I'm wondering if this is a bug in PE.

One other side effect of this is I have lost control of the PRM file (linker file) which specifies memory areas. Even though I specified 8 different memory areas (BOOT, ROM, DATABASE, etc), PE now dumps them all together in the PLACEMENT section of the PRM file as follows:

NAMES

END

SECTIONS
ROM = READ_ONLY 0x8000 TO 0xF7CB;
Z_RAM = READ_WRITE 0x0070 TO 0x008F;
RAM = READ_WRITE 0x0090 TO 0x086F;
InterruptVectors_ROM = READ_ONLY 0xF7CC TO 0xF7FF;
DBASE = READ_ONLY 0x0A00 TO 0x17FF;
BOOT = READ_ONLY 0xF800 TO 0xFFAF;
ROM_BUFFER = READ_ONLY 0x1860 TO 0x7FFF;
BOOT_VECTORS = READ_ONLY 0xFFCC TO 0xFFFF;
END

PLACEMENT
DEFAULT_RAM INTO RAM;
DEFAULT_ROM, ROM_VAR, STRINGS INTO ROM,DBASE,BOOT,ROM_BUFFER,BOOT_VECTORS;
_DATA_ZEROPAGE, MY_ZEROPAGE INTO Z_RAM;
END

INIT _EntryPoint /* The entry point of the application. This function is generated into the CPU module. */

STACKSIZE 0x0080 /* Size of the system stack. Value can be changed on the "Build options" tab */

I am apparently not allowed to name the sections of memory I have created and use those names to separate FLASH memory areas for specific uses.

It appears that I can only redirect the interrupt vectors if I choose to redefine the memory areas and let PE generate the PRM file for the linker, however, this still has unacceptable results.

The split up of the reset vector from the rest is (to my limited understanding) the result of the vector redirection setting. The hardware does behave this way, so this is not a bug in PE (in my view).
You should have the vector redirection only enabled in the loader app.
If you disable the vector redirection in the main app and if you move vectors via the way described before, does this help?

Daniel

PS: I did not look into the way PE handles prm files.

When looking to your prm file (and ignoring PE's PLACEMENT handling), I saw that you actually defined 2 vector tables.
>InterruptVectors_ROM = READ_ONLY 0xF7CC TO 0xF7FF;
>...
>BOOT_VECTORS = READ_ONLY 0xFFCC TO 0xFFFF;

To my understanding of the interrupt redirection, this is not how it works for a HC08 AW60. The interrupt redirection is enabled in FOPT out of reset due the flash register NVOPT. Then, at runtime, the FOPT cannot be written. So all resets will use 0xFFFE and all other interrupts will use the table at 0xF7CC.

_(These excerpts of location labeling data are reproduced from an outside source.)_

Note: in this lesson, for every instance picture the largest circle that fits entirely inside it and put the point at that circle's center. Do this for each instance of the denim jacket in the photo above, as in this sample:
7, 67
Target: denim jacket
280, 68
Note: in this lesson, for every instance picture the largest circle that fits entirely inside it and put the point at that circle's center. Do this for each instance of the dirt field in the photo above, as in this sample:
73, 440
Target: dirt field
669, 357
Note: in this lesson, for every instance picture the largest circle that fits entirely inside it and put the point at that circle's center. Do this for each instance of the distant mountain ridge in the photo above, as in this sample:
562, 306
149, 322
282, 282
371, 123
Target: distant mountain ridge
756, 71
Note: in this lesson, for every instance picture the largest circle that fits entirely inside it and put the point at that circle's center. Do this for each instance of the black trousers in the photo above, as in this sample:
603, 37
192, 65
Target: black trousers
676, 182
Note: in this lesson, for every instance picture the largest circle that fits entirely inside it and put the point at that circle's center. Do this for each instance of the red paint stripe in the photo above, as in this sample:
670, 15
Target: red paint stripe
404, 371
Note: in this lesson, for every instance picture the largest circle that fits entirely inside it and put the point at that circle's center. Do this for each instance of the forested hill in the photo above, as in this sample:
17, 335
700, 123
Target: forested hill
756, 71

Therefore your BOOT_VECTORS from "0xFFCC TO 0xFFFD" wont be used at all.
Note that I still think that you should have two apps, and the main app should just not use/list 0xF800 TO 0xFFFF at all.
Or should the loader always be programmed together with the rest of the app? If so, them I'm on the wrong track here.

If your loader does need interrupts, then I think the builtin redirection support is not the way to go for you.
Instead map all interrupts in the loader and, once the app is up and running forward them all.

See the attachment for a sample code, stolen from the HC08 V3.1's checksum example.

The BOOT_VECTORS was there to prevent any executable code from being placed in that area of memory, although, when I think about it, if the vectors are always redirected, then this area just becomes spare memory, and code could possibly be placed there. The loader has no need for interrupts, so the vectors can always be redirected, which is the way the hardware is set up anyway.

I'm beginning to lean towards separating the boot code from the main code into two separate projects. It may make things a little cleaner and solve some potential problems, one of them being the sharing of internal C-library function calls, which may move from one build to the next. And PE would certainly have an easier time of it.

Thanks for your thoughts!

-Tim

Barring any other solution, that would be my next step. I'm wondering if the freeze/modify/build/then regenerate cycle would still be more efficient in maintaining the code than simply jettisoning the whole Processor Expert altogether and using my own code. I'm still considering that.